さらに、カウム、ワタン、ウンマの3要素のほかに、2006年夏のイスラエル軍レバノン侵攻を受けたアラブポップス音楽の潮流も紹介。シェリーンの「わが心のレバノン」には、ワタン的要素に加え、「目には目を。でも始めた者が悪いに決まっている」との歌詞から、アラブ民族主義的歌に通じるものもある、とした。

最後に、中町氏は、
カウム(アラブ民族主義)は、反イスラエル、反米的主張と表裏一体で、紛争が起きるたびに現れる。人道的主張として、常に一定の支持が得られる。
ワタン(一国ナショナリズム)は、庶民感情へのアピールが大きく、いわば「癒し系」。政府や企業の思惑を反映して、「国策」と一体化する危険がある。
ウンマイスラーム主義)は、国家、民族の枠を超えた連帯意識、グローバルな連帯につながる反面、宗教の枠を乗り越え、排他主義を克服するという課題もある。
と3要素の特徴をまとめた。

【発表後の質疑応答】
Q・韓国ポップスが日本で流行したように、アラブ・ポップスが日本で流行することは考えられないか?3つのメッセージを、実際に人々は意識しているのか?
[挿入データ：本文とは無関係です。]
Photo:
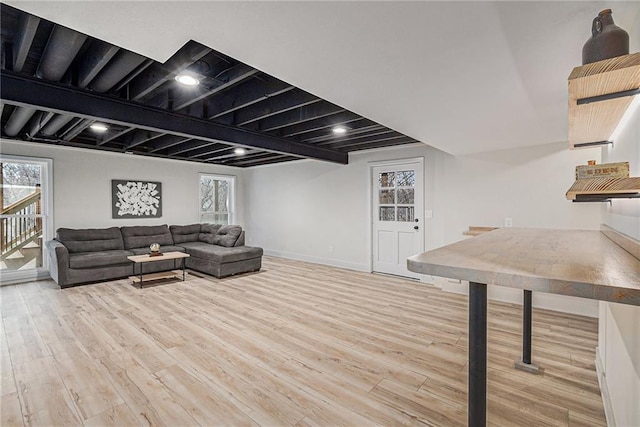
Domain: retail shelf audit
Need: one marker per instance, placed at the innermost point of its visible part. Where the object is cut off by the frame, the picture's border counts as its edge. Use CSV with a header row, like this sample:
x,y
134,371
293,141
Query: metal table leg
x,y
525,364
477,405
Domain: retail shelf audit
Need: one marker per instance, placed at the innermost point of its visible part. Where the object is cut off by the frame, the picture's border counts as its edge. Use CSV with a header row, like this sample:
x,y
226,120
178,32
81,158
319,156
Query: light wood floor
x,y
295,344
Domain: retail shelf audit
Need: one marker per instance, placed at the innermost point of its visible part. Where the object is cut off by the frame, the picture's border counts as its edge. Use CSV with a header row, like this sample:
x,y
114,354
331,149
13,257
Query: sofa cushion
x,y
90,239
221,255
142,236
163,249
227,235
184,233
98,259
208,232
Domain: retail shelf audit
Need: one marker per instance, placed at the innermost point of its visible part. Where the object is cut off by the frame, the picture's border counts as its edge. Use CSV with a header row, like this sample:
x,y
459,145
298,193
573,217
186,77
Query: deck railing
x,y
20,223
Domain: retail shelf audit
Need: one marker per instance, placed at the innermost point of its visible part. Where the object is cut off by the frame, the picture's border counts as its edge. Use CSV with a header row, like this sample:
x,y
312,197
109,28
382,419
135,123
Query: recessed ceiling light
x,y
99,127
187,80
339,130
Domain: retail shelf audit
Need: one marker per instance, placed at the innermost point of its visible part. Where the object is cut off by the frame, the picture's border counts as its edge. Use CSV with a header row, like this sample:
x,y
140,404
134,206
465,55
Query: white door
x,y
398,204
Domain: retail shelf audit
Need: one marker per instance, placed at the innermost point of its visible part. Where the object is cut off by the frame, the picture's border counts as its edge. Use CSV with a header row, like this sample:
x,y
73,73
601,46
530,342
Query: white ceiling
x,y
463,77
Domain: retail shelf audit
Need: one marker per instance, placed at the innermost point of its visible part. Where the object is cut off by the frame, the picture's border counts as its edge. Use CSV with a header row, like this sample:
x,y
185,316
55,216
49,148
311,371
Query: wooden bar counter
x,y
579,263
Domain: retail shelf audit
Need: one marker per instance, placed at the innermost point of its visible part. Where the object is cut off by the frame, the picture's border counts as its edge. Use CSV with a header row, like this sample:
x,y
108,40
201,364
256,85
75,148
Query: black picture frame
x,y
135,199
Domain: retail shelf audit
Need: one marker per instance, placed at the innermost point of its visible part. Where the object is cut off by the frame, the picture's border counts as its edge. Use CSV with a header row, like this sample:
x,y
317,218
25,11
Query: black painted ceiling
x,y
56,82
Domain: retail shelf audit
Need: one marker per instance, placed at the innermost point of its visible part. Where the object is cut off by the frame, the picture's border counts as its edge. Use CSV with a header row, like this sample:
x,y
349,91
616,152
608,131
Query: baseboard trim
x,y
604,391
16,277
319,260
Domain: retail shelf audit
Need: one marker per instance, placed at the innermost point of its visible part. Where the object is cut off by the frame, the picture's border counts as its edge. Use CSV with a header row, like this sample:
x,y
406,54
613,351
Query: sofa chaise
x,y
79,256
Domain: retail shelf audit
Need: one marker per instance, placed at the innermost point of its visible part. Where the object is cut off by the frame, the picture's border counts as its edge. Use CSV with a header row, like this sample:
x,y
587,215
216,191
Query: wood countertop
x,y
578,263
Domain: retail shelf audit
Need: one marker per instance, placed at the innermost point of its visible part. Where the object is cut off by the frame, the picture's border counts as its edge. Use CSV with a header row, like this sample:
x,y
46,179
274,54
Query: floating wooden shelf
x,y
595,122
476,231
603,189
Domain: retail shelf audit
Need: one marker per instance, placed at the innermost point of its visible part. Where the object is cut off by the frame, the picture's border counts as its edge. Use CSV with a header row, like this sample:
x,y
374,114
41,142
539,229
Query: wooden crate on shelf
x,y
605,170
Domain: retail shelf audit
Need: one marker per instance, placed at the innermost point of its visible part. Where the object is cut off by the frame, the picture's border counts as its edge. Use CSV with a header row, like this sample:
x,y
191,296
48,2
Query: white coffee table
x,y
140,259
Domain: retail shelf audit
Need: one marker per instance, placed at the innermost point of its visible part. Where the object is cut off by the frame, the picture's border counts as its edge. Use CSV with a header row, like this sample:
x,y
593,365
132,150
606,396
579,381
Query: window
x,y
217,197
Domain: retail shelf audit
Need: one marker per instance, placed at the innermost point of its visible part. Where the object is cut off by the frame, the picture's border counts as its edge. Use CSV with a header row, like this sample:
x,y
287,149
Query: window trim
x,y
231,179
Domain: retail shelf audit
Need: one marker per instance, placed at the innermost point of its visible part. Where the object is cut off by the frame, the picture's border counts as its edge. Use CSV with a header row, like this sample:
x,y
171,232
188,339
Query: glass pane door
x,y
21,216
396,196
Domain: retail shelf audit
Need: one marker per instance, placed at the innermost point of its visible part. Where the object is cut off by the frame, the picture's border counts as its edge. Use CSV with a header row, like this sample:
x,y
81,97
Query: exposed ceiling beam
x,y
31,92
76,129
249,93
40,119
351,133
114,135
188,146
94,61
388,139
157,74
276,105
301,115
228,79
139,137
317,124
167,141
27,26
383,143
207,150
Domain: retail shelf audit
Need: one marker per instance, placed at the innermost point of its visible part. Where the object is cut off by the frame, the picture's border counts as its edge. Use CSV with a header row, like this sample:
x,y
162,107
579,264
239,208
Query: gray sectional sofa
x,y
80,256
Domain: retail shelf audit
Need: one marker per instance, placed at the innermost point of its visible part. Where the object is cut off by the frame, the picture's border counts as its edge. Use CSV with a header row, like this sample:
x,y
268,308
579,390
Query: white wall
x,y
82,184
299,210
619,340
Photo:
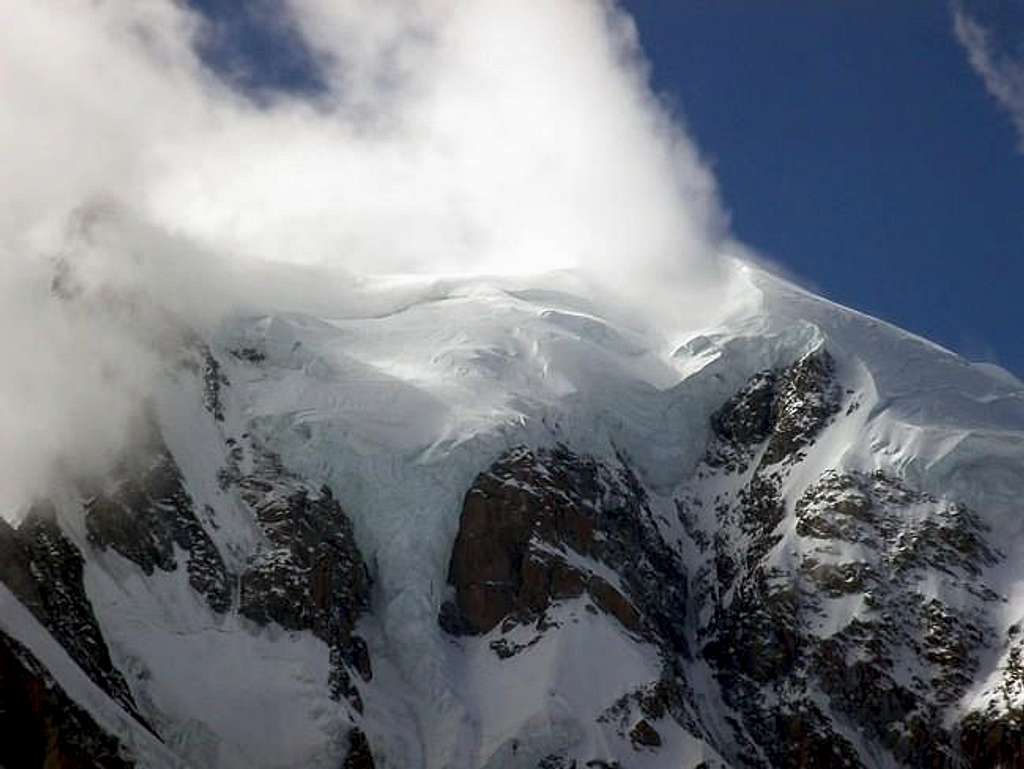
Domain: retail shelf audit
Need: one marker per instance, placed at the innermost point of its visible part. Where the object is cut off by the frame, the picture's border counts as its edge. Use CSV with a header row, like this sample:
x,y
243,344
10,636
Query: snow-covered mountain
x,y
492,526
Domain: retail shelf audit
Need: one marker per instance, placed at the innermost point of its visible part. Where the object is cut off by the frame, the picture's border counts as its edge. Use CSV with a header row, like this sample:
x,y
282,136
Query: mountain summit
x,y
492,525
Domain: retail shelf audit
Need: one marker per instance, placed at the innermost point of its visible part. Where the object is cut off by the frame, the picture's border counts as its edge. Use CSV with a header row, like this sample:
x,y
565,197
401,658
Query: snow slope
x,y
399,410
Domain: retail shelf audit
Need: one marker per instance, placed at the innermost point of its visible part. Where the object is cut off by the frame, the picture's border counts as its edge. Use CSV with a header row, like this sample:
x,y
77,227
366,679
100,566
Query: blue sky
x,y
855,146
853,142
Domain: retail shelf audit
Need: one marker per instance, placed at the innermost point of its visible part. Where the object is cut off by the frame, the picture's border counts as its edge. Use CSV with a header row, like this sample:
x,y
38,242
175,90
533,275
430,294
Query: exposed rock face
x,y
145,513
801,679
310,574
41,726
549,525
43,569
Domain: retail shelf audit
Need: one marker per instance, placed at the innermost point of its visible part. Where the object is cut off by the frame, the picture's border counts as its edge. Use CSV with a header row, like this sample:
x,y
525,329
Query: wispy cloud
x,y
489,136
1001,72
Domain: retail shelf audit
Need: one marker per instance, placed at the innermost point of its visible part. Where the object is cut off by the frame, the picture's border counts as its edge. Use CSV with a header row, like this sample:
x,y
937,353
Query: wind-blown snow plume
x,y
491,136
1001,72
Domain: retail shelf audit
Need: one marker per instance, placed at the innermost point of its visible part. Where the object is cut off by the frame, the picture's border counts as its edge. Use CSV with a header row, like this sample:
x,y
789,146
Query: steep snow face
x,y
395,414
400,411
中町・韓国ポップスと違い、政治的知識がないと、共感しにくいだろう。(1つの曲の中でも)3つの帰属意識が渾然一体となっている。実際に聞いている人は区別していないのでは。

Q・中東のアラブ、ペルシャ、トルコの三つの世界の壁は?

中町・壁は高いが、パクリ・バージョンはある。橋渡しをしたのは、イスラーム主義。宗教がないと壁を越えにくいのでは。

Q・アラブ各国に幅広く受け入れやすいカウム的曲は、興行上、有利か?カウムも含め、音楽のメッセージが現実の政治・社会に影響を与えているか?
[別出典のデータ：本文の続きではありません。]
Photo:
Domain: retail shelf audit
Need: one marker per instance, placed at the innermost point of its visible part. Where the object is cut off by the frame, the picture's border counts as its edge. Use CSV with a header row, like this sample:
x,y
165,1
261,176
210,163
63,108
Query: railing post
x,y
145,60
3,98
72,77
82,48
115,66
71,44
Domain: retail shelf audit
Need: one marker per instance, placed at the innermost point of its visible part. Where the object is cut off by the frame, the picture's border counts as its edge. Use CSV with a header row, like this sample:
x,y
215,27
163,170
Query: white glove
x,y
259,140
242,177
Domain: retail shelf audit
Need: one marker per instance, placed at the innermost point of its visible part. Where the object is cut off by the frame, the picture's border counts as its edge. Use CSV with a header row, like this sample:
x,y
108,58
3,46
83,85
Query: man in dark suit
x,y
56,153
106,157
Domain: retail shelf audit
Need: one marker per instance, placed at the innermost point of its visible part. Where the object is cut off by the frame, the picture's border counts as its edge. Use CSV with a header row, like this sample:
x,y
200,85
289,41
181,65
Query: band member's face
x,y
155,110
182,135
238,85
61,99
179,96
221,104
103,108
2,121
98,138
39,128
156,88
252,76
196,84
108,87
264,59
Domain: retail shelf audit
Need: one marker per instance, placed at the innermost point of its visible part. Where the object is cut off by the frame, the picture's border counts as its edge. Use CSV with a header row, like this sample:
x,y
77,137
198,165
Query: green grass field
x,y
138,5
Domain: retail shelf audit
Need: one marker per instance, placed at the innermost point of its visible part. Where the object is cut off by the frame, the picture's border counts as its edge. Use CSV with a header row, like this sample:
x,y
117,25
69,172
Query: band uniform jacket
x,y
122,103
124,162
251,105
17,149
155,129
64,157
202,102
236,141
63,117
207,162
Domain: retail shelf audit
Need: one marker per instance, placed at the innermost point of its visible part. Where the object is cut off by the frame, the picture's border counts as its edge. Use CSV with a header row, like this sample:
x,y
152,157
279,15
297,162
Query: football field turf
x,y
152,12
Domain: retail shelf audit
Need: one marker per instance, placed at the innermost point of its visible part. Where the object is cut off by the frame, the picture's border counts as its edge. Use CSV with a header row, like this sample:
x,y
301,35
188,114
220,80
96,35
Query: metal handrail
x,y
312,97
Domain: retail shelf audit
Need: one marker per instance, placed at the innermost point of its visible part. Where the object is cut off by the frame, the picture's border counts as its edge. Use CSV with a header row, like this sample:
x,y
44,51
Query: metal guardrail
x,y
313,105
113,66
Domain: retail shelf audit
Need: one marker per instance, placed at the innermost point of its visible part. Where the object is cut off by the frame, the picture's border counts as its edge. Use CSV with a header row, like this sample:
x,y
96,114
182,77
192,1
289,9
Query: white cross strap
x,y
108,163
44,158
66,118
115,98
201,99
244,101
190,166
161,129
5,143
中町・まんべんなく受け入れられるのは、カウムのはず。だが、実際の社会には、影響を与えていないようにも見える。ナセル時代のように政治的に盛り上がる、ということはありえない。昔のような民族主義ではなく、毒抜きされた民族主義。同情心を喚起するといった、あたりさわりのない主張だ。
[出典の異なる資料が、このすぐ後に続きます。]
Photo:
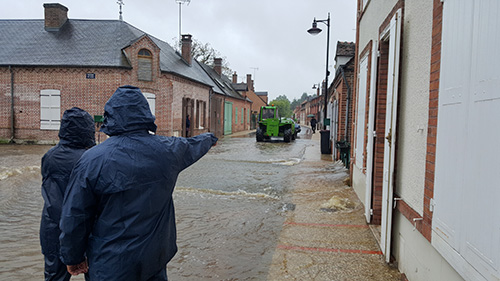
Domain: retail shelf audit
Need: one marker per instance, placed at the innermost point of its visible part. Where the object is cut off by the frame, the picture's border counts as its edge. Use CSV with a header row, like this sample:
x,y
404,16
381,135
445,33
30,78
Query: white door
x,y
394,38
371,128
361,113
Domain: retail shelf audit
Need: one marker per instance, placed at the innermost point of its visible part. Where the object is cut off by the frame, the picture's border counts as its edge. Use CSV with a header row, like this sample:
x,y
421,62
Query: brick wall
x,y
433,115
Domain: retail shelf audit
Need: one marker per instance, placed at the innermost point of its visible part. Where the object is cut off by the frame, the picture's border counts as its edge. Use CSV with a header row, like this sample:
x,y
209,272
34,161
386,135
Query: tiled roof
x,y
242,87
222,83
88,43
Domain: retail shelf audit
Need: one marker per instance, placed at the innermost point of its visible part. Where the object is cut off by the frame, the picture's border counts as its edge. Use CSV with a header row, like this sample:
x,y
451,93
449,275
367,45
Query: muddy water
x,y
230,208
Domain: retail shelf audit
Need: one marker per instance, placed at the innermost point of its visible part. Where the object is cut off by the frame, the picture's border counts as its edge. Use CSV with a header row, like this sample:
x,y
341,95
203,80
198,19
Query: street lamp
x,y
315,30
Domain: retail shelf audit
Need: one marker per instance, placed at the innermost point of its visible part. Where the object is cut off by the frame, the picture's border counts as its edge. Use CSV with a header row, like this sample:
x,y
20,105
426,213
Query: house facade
x,y
53,64
424,157
230,110
340,99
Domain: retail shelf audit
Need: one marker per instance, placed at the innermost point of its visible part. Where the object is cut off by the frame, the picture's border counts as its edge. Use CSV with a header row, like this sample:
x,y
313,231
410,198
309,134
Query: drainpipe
x,y
347,102
12,131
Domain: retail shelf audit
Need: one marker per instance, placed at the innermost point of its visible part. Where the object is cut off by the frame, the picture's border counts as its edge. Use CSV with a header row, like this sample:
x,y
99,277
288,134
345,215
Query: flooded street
x,y
229,208
245,211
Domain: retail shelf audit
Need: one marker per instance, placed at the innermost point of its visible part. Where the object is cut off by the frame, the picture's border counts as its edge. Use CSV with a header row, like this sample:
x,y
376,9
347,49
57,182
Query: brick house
x,y
50,65
425,142
230,110
339,96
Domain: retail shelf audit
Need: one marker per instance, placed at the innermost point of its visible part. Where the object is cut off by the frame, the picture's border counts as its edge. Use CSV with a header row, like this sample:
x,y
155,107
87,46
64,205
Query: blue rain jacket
x,y
76,134
118,210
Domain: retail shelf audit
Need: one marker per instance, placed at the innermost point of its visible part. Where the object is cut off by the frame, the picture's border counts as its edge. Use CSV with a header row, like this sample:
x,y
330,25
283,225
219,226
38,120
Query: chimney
x,y
186,48
235,78
218,66
56,16
249,82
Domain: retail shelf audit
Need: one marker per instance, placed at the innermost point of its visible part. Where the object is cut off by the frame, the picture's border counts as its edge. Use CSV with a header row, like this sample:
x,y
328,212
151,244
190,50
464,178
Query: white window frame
x,y
151,98
50,109
361,113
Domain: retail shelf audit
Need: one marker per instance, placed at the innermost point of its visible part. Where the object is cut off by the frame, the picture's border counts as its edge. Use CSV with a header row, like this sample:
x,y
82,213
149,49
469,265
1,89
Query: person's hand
x,y
78,268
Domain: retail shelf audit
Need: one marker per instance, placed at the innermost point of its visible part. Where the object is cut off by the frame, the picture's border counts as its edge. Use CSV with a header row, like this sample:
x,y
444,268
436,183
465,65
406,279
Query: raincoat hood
x,y
127,111
77,129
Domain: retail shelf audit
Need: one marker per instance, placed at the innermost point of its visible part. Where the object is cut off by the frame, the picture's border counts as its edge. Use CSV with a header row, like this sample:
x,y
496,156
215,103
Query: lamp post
x,y
315,30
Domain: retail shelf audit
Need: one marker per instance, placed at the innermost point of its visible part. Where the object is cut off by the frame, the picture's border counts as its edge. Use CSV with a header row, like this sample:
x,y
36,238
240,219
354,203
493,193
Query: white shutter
x,y
466,219
390,132
50,109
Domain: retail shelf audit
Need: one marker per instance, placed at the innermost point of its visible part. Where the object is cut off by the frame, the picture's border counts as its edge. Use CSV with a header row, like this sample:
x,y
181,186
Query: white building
x,y
426,156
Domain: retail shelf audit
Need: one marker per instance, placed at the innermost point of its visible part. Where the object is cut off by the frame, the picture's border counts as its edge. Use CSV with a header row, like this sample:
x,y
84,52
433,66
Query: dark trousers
x,y
55,270
160,276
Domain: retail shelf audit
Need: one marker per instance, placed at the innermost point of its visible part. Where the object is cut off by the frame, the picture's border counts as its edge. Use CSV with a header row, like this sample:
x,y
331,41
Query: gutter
x,y
12,130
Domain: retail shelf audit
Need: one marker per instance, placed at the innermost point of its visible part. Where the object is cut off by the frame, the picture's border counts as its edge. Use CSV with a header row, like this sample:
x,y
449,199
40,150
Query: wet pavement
x,y
269,211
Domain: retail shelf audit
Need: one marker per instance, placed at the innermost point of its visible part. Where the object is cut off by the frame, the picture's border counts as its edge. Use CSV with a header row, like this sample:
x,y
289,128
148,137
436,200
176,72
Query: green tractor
x,y
271,125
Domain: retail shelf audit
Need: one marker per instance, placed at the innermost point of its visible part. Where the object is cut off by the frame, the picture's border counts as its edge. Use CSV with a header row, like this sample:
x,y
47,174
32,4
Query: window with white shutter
x,y
50,109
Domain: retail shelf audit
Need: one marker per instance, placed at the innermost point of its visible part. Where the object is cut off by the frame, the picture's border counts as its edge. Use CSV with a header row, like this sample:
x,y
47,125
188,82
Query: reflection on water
x,y
229,209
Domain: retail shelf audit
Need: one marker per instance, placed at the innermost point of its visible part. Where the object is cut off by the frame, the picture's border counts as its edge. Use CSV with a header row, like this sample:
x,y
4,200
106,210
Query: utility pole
x,y
254,69
120,2
180,2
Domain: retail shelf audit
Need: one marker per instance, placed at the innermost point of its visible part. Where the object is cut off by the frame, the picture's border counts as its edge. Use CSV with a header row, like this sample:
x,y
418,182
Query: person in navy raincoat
x,y
76,134
118,211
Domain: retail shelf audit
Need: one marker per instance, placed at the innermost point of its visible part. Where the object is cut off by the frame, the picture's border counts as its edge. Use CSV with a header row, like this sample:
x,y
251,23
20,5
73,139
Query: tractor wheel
x,y
288,135
259,135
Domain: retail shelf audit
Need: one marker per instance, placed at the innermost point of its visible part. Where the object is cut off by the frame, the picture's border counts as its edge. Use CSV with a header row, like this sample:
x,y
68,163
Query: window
x,y
361,112
151,98
200,114
50,109
144,71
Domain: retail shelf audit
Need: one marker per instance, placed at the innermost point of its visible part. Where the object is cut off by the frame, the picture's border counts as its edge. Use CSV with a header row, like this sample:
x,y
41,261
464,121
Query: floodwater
x,y
230,207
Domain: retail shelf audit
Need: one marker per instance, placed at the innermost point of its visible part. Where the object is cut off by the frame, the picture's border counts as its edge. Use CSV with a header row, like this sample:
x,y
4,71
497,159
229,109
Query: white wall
x,y
414,102
415,255
358,182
(会場からのコメント)歌のメロディーも歌詞も、情緒的共有物である。ともすれば、関心が薄れやすい政治的な情緒、たとえば、パレスチナ問題、アラブの大義といった感情を広める効用はばかにならない。(現実を動かす)潜在的な力になるのでは。具体的にどう動くかは予見できないが、政治的な共通感情というコンテンツとして、よっぽど影響力があるのでは。